歌の詩の意味するところは相変わらず分からない。ただ、この歌を歌う時の夕子には明らかに感情が感じられた。それは寂しさの中に含まれる幾許かの優しさのようなものだった。これは彼女の前の主人のものだろう。それを夕子は完全に自分の中に保存し、歌に現す。私はこの歌はまだ二回しか聴いていない。ただいたずらに聴くのは悪い気がしたからだ。そしてこの歌に慣れ、この感動が薄れるのが嫌だった。歌の最後は「フェリオ」という言葉で終わった。もしかしたら「フォリカ」かもしれない。私の中でその言葉が引っかかり、何か出所を失った生き物のように頭の中で足掻いていた。
「終わりました」夕子は余韻を穢さぬよう静かに言った。
「一つ聞き忘れていたことがある。この歌の曲名は何だ」
本当は聞き忘れていたわけではない。何故か曲名やこの歌について聞くのがやましいように思えていた。これは聴かれるために作ったのではないような気がしていた。そこに聴き手がいなくとも存在するだけでこの歌の価値があるように感じていたのだ。私が誰に見せるわけでもなく『モズ』を執筆しているのと同じような雰囲気がこの歌から感じられる。

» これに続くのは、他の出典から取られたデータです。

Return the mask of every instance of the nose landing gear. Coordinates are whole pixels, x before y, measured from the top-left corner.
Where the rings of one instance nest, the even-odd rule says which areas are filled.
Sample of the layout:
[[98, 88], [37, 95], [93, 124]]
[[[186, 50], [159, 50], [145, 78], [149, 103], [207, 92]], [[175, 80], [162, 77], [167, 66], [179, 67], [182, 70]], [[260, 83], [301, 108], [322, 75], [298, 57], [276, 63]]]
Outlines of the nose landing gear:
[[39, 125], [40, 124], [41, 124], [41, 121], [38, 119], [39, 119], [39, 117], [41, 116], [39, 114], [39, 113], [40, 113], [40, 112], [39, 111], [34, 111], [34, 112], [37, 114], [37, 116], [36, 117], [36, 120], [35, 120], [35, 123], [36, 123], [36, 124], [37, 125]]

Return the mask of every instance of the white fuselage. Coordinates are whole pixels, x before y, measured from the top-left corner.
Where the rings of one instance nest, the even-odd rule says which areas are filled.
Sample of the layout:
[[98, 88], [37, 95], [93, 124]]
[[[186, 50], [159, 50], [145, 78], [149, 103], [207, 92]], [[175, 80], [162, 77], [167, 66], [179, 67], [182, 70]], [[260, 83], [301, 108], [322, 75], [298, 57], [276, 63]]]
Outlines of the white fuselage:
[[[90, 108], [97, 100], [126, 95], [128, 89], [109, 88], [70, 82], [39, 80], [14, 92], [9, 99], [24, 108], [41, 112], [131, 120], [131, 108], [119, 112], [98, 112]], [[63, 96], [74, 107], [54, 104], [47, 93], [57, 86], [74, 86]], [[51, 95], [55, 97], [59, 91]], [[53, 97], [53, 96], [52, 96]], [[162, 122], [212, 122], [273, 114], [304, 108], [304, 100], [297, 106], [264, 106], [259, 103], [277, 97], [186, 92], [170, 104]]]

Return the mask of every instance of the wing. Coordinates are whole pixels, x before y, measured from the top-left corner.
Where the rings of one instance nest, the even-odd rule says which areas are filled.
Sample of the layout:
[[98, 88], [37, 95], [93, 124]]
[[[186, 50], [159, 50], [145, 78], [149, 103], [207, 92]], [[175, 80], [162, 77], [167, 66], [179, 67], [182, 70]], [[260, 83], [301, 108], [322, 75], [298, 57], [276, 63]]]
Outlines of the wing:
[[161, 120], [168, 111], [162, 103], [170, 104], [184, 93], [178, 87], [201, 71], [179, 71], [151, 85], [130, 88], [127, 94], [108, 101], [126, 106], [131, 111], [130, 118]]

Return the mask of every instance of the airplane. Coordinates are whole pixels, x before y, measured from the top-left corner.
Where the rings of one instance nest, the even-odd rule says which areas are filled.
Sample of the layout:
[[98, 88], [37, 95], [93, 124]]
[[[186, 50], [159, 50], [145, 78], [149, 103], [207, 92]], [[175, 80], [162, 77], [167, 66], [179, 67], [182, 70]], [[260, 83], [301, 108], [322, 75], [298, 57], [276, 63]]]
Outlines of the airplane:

「『felica』です。ただ私にはこの言葉の意味するところが分かりません」
夕子の言葉を聞いてはっきりした。
「エスペラント語で『幸福』という意味だ。昔、宮沢賢治の詩集を編集した時に少し齧った」
「私の機能にはサポートされていない言語です。この言語はもう使われていないのでしょうか」
「そうだな。まだザメンホフの意思を継いだ人々がいるようだが、今ではもうほとんど使われていない言語だ。この歌の詩を訳そうと思ったが難しそうだ。君は前の主人からこの歌に関して何か聞いていないか」
「いえ、ただ『貴女に教えたい』『歌ってもいい』とだけ言われました」
幸福の歌をアンドロイドに与えた前の主人の気持ちを考えた。しかも詩の意味を教えないで「幸福」と歌わせる。これはどういうことか。しかもほぼ絶滅言語で。
「felica」私はそう呟いた。
夕子の前の主人のことを思った。一番幸せだった時はとうの昔に過ぎ去り、想い出の中でしか孤独な人がこの夕子と一緒に暮らしていた。そして自らより長く生き続けるであろう夕子を残し、逝かなければならないとしたら。
私は静かに悟った。彼女は夕子を愛していた。実の娘のように。
その彼女の気持ちを考えた時に、無人島で暮らしている孤独な人が何か望みを託した手紙をビンの中に入れ、海に投げ入れる姿が思い浮かんだ。それは誰かに受け取って欲しくて出すのだろう。けれど同じ量のあきらめもある。ただ書かなければならないのだ。そうすることによって孤独とは少し離れられる。それは願いでも希望でもない。それは祈りだ。
私はそれをたゆたう静かな海から掬い上げ、受け取ったような気がした。